I use public transport a lot – even in Silicon Valley, where it sucketh like the Black Hole of Calcutta. To do so in such bus and train deadzone requires exactly the kind of juggling of schedules and careful dead-reckoning navigation that I am utterly lame at.
This is why I depend on online journey planners (like these versions for San Francisco and London). I also walk around quite a bit, trying hard not to get lost. A little pocket GPS and an online street address to latitude/longitude converter have revolutionised my wanderings, around and apart from public transport trips. I hardly ever get lost anymore, and I rarely underestimate how long it will take to get somewhere.
There’s just a whole stack of destinations that this tech has let me see are perfectly reachable without a car, even in California.
Now add into the mix services like NextBus, which monitors and shares info on the realtime position of all the buses in San Francisco.
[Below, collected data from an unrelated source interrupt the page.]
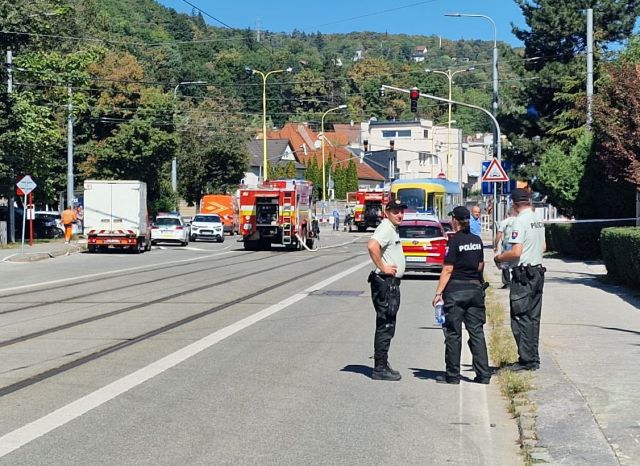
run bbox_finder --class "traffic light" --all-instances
[410,87,419,113]
[379,87,385,97]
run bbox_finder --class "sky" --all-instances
[157,0,528,47]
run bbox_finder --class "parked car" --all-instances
[399,214,448,273]
[0,207,65,239]
[189,214,224,242]
[151,215,189,246]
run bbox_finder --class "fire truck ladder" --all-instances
[282,192,293,245]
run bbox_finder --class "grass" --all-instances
[485,288,537,464]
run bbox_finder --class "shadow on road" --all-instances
[341,364,373,378]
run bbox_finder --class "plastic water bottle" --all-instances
[434,300,445,325]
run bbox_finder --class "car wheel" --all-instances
[190,235,196,242]
[218,236,224,243]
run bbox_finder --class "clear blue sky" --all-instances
[157,0,528,47]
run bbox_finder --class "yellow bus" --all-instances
[390,178,461,218]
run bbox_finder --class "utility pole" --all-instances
[67,83,74,209]
[7,49,15,243]
[586,8,593,130]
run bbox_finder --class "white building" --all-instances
[361,119,461,181]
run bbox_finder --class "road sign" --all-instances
[482,161,515,195]
[481,158,509,183]
[16,175,37,195]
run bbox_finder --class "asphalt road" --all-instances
[0,230,521,465]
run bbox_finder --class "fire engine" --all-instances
[239,180,315,251]
[349,188,389,232]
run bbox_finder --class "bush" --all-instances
[600,227,640,289]
[546,220,635,259]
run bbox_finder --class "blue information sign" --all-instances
[481,161,515,195]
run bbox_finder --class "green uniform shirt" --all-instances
[371,218,405,278]
[508,208,545,266]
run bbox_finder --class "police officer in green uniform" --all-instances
[432,206,491,384]
[367,199,406,381]
[494,188,546,371]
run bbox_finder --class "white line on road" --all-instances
[0,259,370,458]
[0,249,236,294]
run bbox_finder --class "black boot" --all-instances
[372,359,401,381]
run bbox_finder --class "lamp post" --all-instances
[320,104,347,201]
[172,80,207,196]
[445,13,498,153]
[246,67,293,182]
[425,67,474,179]
[380,84,502,242]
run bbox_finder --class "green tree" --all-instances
[537,130,591,216]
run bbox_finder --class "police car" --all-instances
[399,212,448,273]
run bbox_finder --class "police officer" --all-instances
[494,188,546,371]
[367,199,406,381]
[432,206,491,384]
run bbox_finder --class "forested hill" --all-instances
[5,0,636,219]
[84,0,521,132]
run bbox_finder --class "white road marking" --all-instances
[0,250,236,294]
[0,259,370,458]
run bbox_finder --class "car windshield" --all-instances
[156,217,181,226]
[399,225,442,239]
[193,215,220,223]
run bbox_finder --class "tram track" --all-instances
[0,253,324,348]
[0,252,365,397]
[0,250,279,316]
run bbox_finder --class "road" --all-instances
[0,231,520,465]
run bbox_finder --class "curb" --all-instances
[485,249,557,465]
[3,244,86,263]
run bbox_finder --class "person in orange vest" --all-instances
[61,206,77,244]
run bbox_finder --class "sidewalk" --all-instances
[484,248,640,465]
[0,238,86,263]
Wrap it all into some portable device (or wireless service), that lets me provide an street address, and plots a route and ETA on the fly.
I feel confident with more realtime info, and realtime positioning, a lot more folk would be tempted by public transport, or indeed walking, than now.
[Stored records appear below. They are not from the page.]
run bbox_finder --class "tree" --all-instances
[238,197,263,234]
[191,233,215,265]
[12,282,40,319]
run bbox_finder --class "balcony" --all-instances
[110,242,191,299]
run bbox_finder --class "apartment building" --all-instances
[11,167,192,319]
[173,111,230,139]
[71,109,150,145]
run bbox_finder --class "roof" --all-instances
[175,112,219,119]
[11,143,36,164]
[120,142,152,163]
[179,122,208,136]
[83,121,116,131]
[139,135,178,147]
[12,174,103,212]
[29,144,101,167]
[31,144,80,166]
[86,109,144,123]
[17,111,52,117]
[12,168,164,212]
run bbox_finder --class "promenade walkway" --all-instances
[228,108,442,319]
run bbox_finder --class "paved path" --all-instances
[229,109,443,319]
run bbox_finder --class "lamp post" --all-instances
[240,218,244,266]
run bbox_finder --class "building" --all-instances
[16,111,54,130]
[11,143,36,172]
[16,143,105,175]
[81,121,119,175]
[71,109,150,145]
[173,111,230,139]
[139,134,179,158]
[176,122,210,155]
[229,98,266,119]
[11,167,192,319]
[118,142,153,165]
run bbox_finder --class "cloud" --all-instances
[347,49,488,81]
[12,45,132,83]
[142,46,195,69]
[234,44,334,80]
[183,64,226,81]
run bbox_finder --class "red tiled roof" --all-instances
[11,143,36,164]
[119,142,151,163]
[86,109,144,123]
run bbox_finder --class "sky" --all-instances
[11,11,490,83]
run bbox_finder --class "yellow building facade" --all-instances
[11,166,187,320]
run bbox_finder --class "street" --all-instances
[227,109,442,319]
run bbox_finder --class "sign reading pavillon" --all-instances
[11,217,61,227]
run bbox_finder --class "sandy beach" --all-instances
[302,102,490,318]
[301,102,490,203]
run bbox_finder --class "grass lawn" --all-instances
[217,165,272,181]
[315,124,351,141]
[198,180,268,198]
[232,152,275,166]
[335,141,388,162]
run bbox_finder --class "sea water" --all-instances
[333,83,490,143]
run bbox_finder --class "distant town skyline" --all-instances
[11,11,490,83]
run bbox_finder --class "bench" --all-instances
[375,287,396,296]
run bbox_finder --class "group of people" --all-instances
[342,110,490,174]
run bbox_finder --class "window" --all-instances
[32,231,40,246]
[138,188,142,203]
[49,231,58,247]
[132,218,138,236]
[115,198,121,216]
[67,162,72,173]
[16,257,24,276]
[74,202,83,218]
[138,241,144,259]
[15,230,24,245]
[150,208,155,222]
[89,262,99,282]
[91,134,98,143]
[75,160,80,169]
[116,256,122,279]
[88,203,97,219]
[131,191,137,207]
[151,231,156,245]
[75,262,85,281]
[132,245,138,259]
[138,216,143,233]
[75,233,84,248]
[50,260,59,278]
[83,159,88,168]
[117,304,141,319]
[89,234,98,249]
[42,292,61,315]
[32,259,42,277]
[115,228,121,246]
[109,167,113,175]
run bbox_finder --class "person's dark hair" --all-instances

That it takes slightly longer to get places doesn’t bother me – I get a lot more done on a bus or train than I do even as a passenger in a car. The cost is a pain in the Valley ($4.00 for a day pass), but in most decently-run trans areas that burden is less acute.
No, the largest hurdle public transport has to overcome, I think, is the feeling of powerlessness and unpredictability it induces in most people. I think you can go a long way to reducing that – without requiring any heavy initial investments in public transport itself, by harnassing this new tech. It’ll never be for anyone – but it’s certainly increased my usage, and appreciation of, even one of the flimsiest public trans system in the world.